He grinned. “What’s the difference? You say St. Vith, I guess that’s it. I’ll never remember. How long’s it gonna take me to forget
your
fuckin’ name?”

The captain walked over and sat down with us, and together we smoked and waited for the platoons to fan out around the village. Now and then a radio would buzz. I handled the routine calls, Captain Johansen took everything important. All this was familiar: cordon, wait, sweep, search. The mechanics were simple and sterile.
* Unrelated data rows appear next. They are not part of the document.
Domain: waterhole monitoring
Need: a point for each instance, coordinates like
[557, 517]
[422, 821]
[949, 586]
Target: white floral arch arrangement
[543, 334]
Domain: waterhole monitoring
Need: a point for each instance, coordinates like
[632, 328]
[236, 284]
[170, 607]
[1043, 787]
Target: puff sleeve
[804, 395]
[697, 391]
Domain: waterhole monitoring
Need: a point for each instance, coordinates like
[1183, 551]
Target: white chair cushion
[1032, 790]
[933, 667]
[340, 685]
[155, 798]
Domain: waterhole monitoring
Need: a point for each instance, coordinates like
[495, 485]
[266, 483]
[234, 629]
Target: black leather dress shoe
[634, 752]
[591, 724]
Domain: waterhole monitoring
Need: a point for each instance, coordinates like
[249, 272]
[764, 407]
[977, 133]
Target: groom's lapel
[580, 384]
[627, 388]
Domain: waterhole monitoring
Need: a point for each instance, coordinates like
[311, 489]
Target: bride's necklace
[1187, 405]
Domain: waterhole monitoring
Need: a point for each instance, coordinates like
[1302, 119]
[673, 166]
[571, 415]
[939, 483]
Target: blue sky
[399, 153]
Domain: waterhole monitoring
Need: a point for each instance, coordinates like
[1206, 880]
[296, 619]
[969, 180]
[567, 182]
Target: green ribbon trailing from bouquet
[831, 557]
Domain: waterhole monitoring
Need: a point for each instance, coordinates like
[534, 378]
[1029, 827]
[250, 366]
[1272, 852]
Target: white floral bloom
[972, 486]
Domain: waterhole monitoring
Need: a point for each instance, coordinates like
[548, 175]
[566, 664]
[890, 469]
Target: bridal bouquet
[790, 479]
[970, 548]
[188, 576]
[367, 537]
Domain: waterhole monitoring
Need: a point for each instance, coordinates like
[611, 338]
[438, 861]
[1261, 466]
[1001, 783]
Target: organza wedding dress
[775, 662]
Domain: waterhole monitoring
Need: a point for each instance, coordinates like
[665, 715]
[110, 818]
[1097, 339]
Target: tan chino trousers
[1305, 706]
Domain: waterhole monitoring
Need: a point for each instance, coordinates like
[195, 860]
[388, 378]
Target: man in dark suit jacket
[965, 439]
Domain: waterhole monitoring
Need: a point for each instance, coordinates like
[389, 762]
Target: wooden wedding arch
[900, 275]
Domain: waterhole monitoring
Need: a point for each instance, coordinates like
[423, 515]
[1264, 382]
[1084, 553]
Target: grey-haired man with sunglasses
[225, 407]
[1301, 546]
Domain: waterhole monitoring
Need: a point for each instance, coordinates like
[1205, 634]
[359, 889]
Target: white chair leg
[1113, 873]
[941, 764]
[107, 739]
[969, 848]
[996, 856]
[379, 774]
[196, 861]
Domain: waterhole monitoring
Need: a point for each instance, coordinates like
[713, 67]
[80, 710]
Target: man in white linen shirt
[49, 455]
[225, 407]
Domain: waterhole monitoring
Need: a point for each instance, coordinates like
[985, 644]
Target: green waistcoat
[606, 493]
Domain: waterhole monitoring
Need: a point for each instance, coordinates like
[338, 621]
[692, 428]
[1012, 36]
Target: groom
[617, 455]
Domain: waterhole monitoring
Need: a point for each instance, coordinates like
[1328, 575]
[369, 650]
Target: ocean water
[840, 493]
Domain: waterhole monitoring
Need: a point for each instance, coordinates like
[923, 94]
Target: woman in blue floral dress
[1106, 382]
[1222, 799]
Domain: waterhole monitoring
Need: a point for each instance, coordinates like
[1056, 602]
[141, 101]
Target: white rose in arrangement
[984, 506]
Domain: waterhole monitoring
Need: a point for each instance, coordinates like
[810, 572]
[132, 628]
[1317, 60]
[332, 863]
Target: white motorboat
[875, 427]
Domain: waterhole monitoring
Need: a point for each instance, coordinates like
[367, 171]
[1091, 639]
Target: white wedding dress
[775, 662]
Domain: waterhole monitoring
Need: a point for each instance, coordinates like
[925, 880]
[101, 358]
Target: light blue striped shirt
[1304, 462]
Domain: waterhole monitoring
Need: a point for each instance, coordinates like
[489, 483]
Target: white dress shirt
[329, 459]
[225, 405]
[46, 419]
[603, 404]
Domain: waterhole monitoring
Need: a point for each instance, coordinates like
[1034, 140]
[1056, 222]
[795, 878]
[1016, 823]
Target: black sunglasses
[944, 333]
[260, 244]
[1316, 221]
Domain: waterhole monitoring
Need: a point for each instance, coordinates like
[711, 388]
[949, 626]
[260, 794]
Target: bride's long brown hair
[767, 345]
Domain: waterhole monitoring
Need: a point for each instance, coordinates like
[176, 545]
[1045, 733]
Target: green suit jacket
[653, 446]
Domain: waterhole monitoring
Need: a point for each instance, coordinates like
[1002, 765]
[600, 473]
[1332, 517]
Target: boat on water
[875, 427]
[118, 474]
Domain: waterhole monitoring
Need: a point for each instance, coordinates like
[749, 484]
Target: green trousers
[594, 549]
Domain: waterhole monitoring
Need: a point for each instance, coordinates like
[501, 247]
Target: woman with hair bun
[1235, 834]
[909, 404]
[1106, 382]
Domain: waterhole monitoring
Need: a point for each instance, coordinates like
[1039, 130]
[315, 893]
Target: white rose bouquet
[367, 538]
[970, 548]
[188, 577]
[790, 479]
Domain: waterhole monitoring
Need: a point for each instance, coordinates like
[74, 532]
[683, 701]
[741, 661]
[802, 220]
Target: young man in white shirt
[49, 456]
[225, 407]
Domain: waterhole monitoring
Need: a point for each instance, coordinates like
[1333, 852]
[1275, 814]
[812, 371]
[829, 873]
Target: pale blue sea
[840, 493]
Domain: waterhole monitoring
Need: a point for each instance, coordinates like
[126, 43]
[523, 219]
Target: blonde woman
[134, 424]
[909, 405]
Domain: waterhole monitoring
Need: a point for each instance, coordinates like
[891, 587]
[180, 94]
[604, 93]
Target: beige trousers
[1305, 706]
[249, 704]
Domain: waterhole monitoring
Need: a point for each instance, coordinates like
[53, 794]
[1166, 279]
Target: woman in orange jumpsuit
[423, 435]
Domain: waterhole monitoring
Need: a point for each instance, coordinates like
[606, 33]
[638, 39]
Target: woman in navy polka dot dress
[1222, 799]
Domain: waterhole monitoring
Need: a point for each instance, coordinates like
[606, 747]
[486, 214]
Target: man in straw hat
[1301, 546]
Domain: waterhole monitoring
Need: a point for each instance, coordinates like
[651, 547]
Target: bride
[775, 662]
“This gonna take long?” Barney asked.

Captain Johansen said he hoped not. Hard to tell.

“What I mean is, you don’t expect to find anything—right, sir?” Barney looked a little embarrassed. “That’s what O’Brien was saying. Says it’s hopeless. But like I told him, there’s always the chance we can surprise old Charlie. Right? Always a
chance.

The captain didn’t answer.

I closed my eyes. Optimism always made me sleepy.

We waited.

When the cordon was tied up tight, Barney and the captain and I joined the first platoon. Johansen gave the order to move in. And slowly, carefully, we tiptoed into the little hamlet, nudging over jugs of rice, watching where we walked, alert to booby traps, brains foggy, numb, hoping to find nothing.

But we found tunnels. Three of them. It was late afternoon now, and the men were tired, and issue was whether to search the tunnels or blow them.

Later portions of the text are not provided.